The British Heat Wave and Aerial Archeology
The upshot of Britain’s heat wave is the perfect conditions for mapping subterranean structures long hidden. Hopefully we can learn a bunch about other past, dead cultures while ours enters its own sunset.

In Praise of Defensive Football
Haven’t had such a comforting, intellectualised read about soccer since Fever Pitch. I don’t know if that’s because these kinds of essays are rare or because I don’t seek them out.

Inside The Culture Of Sexism At Riot Games
Long article in a long series of exposes that big gaming studios have garbage cultures full of abuse. Most interesting takeaway was an internal survey finding toxic behaviour in online gaming was strongly correlated with toxic behaviour in the workplace.

VCF West: Homebrew Lisp Machines And Injection Molded PDPs
If you don’t think lovingly recreated homages to classic vintage computers is culture then this is the wrong newsletter for you, friend.
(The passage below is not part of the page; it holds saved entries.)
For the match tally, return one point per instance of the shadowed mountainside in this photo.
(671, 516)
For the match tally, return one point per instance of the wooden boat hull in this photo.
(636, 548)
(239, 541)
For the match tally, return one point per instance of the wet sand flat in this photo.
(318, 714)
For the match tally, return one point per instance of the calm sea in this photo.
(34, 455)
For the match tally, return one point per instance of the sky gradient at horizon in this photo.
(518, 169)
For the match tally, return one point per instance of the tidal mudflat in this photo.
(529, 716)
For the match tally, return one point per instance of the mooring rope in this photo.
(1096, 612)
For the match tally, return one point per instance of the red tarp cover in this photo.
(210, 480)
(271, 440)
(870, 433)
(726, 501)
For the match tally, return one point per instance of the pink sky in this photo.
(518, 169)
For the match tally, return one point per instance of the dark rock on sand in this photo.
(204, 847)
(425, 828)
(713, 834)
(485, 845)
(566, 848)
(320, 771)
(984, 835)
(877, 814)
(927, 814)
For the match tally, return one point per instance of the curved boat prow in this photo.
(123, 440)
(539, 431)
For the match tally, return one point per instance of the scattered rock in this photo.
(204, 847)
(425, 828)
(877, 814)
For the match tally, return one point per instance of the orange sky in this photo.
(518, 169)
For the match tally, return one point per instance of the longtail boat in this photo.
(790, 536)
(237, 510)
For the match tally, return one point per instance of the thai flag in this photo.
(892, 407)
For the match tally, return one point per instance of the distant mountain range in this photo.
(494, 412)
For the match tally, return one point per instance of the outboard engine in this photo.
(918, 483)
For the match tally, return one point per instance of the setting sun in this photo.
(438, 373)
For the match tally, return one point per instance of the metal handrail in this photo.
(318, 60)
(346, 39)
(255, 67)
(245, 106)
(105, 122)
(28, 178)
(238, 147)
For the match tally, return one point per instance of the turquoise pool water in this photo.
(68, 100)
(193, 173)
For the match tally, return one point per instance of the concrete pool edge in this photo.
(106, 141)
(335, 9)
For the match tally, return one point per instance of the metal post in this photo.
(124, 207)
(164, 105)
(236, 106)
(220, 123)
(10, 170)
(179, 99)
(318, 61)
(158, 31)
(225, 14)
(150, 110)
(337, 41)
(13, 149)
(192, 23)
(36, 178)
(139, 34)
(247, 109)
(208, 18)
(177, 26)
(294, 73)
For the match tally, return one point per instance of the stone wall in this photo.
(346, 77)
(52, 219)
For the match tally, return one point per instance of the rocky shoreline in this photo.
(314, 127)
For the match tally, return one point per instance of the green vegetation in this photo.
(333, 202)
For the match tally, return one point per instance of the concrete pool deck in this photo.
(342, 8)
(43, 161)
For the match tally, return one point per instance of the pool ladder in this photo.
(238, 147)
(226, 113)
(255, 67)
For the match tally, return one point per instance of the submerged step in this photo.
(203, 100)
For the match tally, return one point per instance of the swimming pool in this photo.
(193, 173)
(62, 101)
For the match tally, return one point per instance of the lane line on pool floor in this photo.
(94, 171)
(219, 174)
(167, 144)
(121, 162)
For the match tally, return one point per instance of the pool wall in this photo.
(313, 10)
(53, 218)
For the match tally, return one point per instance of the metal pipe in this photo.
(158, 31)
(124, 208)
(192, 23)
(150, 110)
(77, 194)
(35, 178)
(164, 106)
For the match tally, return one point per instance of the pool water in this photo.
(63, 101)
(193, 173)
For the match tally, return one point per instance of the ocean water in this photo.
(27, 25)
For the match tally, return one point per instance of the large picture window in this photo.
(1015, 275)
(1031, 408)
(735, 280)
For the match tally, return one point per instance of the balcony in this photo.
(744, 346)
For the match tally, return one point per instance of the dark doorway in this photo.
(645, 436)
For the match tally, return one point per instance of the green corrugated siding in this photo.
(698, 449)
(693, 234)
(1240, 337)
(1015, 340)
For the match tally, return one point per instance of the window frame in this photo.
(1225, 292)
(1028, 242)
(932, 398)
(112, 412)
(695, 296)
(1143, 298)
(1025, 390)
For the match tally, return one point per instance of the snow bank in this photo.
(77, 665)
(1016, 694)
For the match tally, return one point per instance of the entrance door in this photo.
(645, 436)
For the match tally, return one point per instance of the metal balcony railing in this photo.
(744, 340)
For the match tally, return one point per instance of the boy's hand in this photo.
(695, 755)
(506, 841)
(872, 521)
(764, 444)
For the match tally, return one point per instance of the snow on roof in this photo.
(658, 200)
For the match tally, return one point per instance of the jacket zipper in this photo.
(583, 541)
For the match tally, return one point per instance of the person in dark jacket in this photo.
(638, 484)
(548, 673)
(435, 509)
How to Fall Asleep in 120 Seconds
We were taught a version of this at high-school and it works. Ask my wife how infuriatingly fast I can fall asleep.

Finding Mr X: The story of an anti-cycling hate page (and the cyclist behind it)
Facebook is a toilet fire. Here’s a really in-depth look at one of the (many) Facebook pages where regular humans feel like it’s OK to advocate running other humans over.

Contractually Obligated Nautical Fact

Empty shipyard and suicides as ‘Hyundai Town’ grapples with grim future
There’s a worldwide glut of shipping container capacity that’s having knock-on effects through logistics companies all the way down to shipbuilders. Hyundai have historically been one of the biggest players but have laid off close to 30k workers in the past few years and it’s having huge effects on their local economy.